In verse 18, Jesus cites a truth regarding agreement that is very important to make a note of. In context, it is dealing with the implications of the whole congregation dealing with an offense in their midst. If you bring a matter before the whole church, Jesus is saying that whatever the decision of the church might be, that heaven itself will ratify and stand by the judgment. Whoever and whatever is loosed in earth will be loosed in heaven, and whoever is bound on earth will be bound in heaven. Do you see the power of the corporate body of Christ, even if we are only talking about two or three people coming together in agreement? All of heaven will reconfigure itself in a matter when two or three saints make up their mind, seek the face of God and take a position in a matter, even if it is only a small matter between friends. Is there any wonder that the enemy so intently (and effectively) has lobbied against God’s people coming into agreement. The existence in the past of around 16,000 groups, but currently as of 2018, a more accurate number would be 40,000. Forty thousand disagreements, polluting the agreement that Jesus is saying, will galvanize all heaven and earth into action to bring about divine justice among men! What are we to do? You can’t control what others do, but you can make it your determination to be a part of the solution and not part of the problem!

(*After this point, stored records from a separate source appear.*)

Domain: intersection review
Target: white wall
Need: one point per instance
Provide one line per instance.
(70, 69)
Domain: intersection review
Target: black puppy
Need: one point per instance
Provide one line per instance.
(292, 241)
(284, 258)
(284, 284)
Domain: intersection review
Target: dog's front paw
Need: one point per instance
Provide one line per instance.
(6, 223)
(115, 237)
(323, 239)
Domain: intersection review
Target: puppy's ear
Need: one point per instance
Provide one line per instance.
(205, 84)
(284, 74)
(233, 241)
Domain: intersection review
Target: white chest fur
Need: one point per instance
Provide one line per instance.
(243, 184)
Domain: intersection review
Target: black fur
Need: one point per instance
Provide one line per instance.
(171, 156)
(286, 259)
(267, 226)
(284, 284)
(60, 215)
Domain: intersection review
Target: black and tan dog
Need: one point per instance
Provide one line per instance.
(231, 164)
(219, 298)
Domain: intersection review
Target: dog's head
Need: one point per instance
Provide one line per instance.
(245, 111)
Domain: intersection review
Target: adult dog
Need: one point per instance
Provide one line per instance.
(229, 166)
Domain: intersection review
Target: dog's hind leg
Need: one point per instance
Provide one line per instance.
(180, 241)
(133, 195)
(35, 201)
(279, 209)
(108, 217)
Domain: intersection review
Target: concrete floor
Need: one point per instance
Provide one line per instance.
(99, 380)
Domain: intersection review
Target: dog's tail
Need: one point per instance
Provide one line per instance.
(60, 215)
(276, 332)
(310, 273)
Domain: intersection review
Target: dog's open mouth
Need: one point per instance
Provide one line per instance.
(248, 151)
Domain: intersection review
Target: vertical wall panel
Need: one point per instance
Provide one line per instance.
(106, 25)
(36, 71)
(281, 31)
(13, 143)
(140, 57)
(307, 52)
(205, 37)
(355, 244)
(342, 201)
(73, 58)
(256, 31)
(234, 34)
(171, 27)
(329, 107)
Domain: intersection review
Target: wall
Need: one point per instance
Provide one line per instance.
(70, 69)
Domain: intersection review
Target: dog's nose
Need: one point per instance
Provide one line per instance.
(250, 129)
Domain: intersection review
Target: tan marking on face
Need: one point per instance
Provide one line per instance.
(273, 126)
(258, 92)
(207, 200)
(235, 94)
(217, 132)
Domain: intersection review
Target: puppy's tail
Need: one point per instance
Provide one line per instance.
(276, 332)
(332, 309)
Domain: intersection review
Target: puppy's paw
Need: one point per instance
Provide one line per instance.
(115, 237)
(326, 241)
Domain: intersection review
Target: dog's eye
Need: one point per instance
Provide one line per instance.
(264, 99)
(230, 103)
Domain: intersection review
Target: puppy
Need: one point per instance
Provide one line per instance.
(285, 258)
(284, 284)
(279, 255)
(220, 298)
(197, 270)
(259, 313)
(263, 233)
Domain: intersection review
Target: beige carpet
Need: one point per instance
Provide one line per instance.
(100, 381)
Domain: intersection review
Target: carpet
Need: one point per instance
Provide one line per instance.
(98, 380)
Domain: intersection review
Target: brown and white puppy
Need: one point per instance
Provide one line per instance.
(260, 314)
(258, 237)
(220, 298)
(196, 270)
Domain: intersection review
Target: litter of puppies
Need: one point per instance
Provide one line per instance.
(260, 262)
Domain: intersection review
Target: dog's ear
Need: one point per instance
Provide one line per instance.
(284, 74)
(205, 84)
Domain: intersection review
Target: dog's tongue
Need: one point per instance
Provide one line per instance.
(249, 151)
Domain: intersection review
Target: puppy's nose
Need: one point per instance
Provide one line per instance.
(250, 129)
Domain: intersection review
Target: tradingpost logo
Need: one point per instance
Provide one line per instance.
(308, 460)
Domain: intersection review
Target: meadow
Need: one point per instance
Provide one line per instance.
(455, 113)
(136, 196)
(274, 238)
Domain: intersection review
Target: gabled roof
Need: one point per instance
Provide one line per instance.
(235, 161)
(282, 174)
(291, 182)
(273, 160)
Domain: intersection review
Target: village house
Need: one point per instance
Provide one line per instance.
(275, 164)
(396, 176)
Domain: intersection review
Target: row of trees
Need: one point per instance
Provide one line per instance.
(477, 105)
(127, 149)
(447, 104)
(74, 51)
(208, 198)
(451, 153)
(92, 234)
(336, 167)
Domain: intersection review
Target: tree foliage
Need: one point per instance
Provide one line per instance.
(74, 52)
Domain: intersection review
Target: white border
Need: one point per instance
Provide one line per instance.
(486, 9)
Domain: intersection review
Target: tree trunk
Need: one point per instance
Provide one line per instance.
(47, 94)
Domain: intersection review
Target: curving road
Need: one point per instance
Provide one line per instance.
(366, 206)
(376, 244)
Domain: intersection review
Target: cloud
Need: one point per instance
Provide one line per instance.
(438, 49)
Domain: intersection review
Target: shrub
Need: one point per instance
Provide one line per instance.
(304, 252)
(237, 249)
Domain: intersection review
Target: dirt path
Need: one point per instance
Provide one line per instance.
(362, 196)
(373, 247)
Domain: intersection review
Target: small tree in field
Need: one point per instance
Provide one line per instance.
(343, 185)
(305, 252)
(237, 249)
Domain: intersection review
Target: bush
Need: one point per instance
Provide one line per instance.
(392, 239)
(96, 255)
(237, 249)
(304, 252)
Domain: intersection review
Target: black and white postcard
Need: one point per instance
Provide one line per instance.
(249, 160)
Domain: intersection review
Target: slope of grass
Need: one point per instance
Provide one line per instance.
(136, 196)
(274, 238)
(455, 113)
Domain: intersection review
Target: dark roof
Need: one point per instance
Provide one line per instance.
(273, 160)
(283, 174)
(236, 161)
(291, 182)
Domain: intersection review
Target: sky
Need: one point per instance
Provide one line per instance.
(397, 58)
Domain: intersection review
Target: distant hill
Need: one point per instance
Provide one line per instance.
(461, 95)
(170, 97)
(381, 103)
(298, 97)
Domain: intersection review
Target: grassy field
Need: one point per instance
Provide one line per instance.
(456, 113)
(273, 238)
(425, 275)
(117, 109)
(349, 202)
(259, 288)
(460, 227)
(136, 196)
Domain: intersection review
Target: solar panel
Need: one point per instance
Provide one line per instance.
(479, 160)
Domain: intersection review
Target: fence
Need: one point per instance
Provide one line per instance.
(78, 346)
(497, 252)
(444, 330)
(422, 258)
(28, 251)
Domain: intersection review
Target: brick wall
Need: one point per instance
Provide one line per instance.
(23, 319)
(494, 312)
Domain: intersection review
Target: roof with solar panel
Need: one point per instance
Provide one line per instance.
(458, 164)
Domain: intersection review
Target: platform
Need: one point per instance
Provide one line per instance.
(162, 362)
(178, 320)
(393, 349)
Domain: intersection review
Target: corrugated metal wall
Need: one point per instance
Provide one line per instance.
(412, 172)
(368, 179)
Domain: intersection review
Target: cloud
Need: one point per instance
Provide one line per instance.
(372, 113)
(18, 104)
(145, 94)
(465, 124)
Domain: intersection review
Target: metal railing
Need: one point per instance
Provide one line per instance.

Having been instructed about dealing with a lack of agreement among them, Peter can’t take it anymore. He can understand the need to forgive and be magnanimous, but surely there is a limit! Therefore, Peter asks in v. 21 – how many times must he forgive (throwing out a spiritual sounding suggestion of surely no more than seven before he would be justified in holding an offense)? Jesus obliterates this false boundary, by declaring man must forgive 70 times 7! In other words, we are to forgive ad Infinitum. He then gives the parable of a servant who was forgiven a great debt, yet was unwilling to forgive a very slight and small debt of another toward himself. Because of this person’s unwillingness to relinquish offense, he is turned over to the tormentors and will not be delivered until his debt to his Lord is satisfied. What happens when we fail to forgive? The implication of the parable is sure; if you refuse to forgive, then you forfeit the magnanimity of Christ in forbearing judgments against your own life for your own personal sin. A dread prospect, but undeniably what Jesus is saying. We treat a struggle to forgive another as something others should feel sorry for us for. Jesus, on the other hand, most sternly commands us in no uncertain terms to forgive and forgive again for to do otherwise is to put ourselves in jeopardy that would be difficult to exaggerate.